The depth of the object points is encoded by the density of the rings in the Fresnel holograms, meaning that each plane in the image space reconstructed from the Fresnel hologram is in focus at a different axial distance. In this manuscript the phase data represent the object phase retrieved at certain axial position of z-galvo mirror. We intend to include extra variables for future work to obtain biomedically relevant information on the state of cells.

The spatio-temporal performance of a single-wavelength incoherent holography lattice light-sheet was already demonstrated in our previous work (Potcoava et al., 2021b). The technology provides the imaging resolution comparable or better than the conventional LLS’s resolution in dithering mode and with maximum detector FOV. The LLS resolution in the z-axis is limited by the light sheet illumination depth of about 400 nm, but LLS microscopy enables diffraction limited resolution in the x and y. The axial resolution in IHLLS 2L and ICHLLS 2L can be improved by recording and reconstructing images at multiple z-galvo steps and minimizing the hologram reconstruction increment, δz, to achieve better localization of the sample points.

2.2 Automatic colocalization

Pearson’s correlation coefficient (PCC), Manders’ overlap coefficient (MOC), and Manders’ colocalization coefficients (M1, M2) are all generally accepted methods to assess the spatial overlap of multi fluorescent labels recorded at different emission wavelengths when imaged at a particular spatial resolution (Manders et al., 1992; Manders et al., 1993; Costes et al., 2004; Li et al., 2004). These coefficients underline two aspects of the co-localization: correlation (PCC) and co-occurrence (MOC, M1, M2).

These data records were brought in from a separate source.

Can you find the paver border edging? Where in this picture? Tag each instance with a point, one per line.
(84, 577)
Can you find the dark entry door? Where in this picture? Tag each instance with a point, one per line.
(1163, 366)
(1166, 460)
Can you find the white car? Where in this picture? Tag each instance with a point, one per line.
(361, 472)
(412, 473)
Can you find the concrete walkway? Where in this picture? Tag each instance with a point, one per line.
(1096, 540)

The correlation refers to the linear relationship of the pixel intensities in the spectral channels or what percentage of variability in one channel is caused by variability in the other channel, and the co-occurrence represents the degree of channel overlap (Adler et al., 2008). PCC can range from −1 to 1, with PCC = 1 meaning perfect positive correlation, PCC = −1 meaning perfect negative correlation or anticorrelation, and PCC = 0 no correlation. MOC ranges between 0 and 1 and it represent the percentage of the overlapped pixels in the spectral channels. The correlation-based interpretation of the MOC is that a value of 0 corresponds to negative correlations, 0.5 to no correlation, and 1 to positive correlation (Cordelieres and Bolte, 2014). The MOC was described as representing the true degree of colocalization with values from 0.6 to 1 values indicating positive colocalization (Zinchuk and Grossenbacher-Zinchuk, 2009).

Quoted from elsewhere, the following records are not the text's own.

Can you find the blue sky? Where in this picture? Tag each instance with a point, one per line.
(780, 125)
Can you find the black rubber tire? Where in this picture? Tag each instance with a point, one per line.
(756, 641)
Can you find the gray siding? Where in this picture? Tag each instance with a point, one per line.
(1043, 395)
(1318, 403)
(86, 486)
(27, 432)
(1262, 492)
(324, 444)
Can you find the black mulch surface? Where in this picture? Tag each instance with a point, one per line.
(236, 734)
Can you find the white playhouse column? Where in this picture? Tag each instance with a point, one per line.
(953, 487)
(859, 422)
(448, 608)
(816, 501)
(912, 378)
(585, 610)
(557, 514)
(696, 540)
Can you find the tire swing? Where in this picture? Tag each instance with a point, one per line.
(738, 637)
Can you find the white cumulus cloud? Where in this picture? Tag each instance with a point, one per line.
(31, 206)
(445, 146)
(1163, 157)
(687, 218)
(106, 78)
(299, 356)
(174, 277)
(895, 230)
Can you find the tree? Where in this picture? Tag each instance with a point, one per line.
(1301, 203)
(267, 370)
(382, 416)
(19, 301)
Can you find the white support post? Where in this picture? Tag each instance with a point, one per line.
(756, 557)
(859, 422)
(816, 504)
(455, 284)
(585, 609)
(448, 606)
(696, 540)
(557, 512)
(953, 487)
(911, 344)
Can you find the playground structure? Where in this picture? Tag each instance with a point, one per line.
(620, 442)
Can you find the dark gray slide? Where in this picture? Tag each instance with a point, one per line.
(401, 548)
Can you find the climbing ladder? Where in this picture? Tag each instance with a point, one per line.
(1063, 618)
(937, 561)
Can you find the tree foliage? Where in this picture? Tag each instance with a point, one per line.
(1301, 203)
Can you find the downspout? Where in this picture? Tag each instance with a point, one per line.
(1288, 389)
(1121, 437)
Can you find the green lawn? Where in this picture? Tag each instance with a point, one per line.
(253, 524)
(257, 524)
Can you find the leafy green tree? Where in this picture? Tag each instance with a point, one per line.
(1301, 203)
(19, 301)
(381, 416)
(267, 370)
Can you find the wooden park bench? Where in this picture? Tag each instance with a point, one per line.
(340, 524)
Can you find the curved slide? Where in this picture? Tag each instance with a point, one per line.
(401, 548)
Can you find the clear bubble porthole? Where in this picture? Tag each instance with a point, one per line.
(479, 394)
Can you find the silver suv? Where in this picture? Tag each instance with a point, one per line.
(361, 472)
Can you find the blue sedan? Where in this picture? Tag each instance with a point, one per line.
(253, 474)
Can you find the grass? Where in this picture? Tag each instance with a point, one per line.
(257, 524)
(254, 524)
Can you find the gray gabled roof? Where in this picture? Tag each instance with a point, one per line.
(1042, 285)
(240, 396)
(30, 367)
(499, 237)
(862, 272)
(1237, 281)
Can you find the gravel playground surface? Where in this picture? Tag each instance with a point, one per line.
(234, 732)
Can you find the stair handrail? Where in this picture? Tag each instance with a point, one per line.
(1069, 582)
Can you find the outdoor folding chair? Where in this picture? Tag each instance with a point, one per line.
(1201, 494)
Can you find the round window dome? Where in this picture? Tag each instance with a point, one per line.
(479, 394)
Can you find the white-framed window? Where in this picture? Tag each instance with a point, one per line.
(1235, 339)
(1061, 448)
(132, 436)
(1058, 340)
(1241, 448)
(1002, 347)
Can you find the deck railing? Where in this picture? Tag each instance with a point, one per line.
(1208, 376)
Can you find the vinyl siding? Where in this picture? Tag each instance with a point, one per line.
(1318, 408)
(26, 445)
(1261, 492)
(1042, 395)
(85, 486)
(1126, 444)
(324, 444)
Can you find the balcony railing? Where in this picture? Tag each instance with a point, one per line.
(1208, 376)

The two MOC coefficients, M1 and M2, represent the fraction of co-localizing objects in each component of a dual-spectral channel image above threshold intensity values. As an example, for our excitation wavelengths, 488 nm and 560 nm, M1 is the percentage of pixels above threshold pixels in image recorded at 488 nm that overlap above threshold pixels in image recorded at 561 nm and M2 is the percentage of pixels above threshold pixels in image recorded at 561 nm that overlap above threshold pixels in image recorded at 488 nm.

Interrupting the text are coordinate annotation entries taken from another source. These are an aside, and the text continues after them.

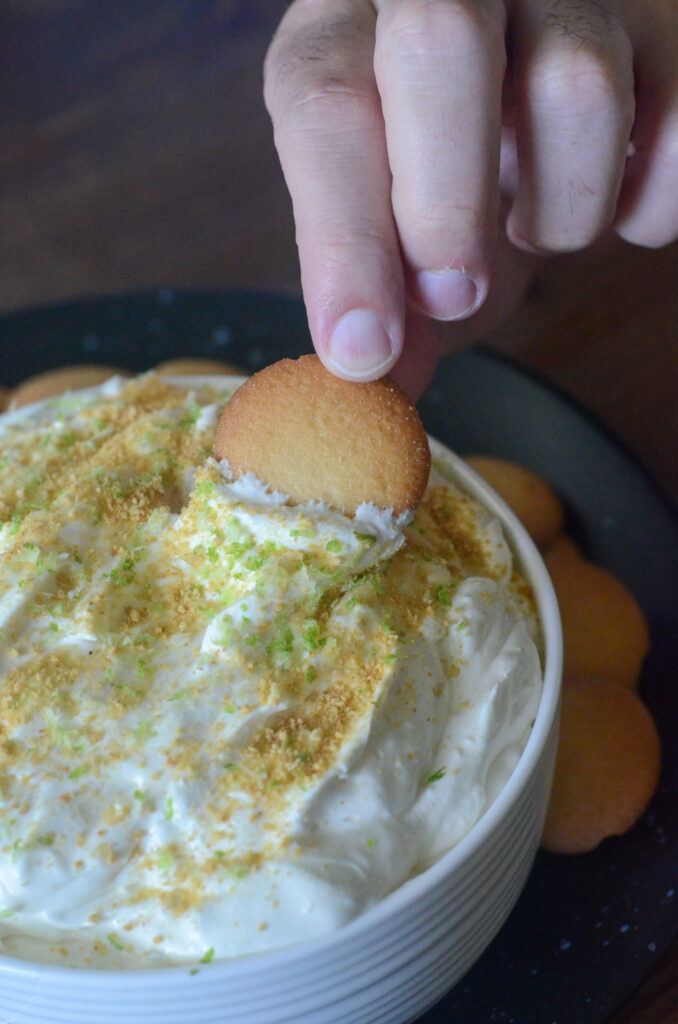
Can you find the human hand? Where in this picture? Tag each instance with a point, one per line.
(427, 170)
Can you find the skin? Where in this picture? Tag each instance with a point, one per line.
(436, 150)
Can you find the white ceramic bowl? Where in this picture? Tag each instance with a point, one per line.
(389, 965)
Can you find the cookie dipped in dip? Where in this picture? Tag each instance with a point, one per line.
(231, 721)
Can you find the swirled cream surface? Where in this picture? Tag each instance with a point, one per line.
(228, 724)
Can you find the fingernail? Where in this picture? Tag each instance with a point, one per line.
(446, 294)
(359, 346)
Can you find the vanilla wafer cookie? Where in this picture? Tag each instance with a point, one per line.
(55, 382)
(312, 436)
(188, 366)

This method is not intended for analyzing molecular interaction, which requires super-resolution techniques such as electron (Pastorek et al., 2016) or fluorescence resonance energy transfer microscopy (Day et al., 2001), but are useful first step to show that our IHLLS technique is capable of imaging biological samples in multiple spectral channels.

3 Materials and methods

3.1 Sample preparation

Fluorescent latex beads of 500 nm (λexc=488 nm,λem520 nm), F-8888, and 1 μm (λexc=561 nm,λem575 nm), F-8820, (ThermoFisher Scientific, United States) were used as test objects. The bead solution (2% solids) was diluted 1:4000 with distilled water and briefly centrifuged in a desktop centrifuge for 1 min. Clean coverslips were prepared by applying 1 µL as a thin layer that was left to dry. After drying, the cover slip was mounted in the sample holder under distilled water.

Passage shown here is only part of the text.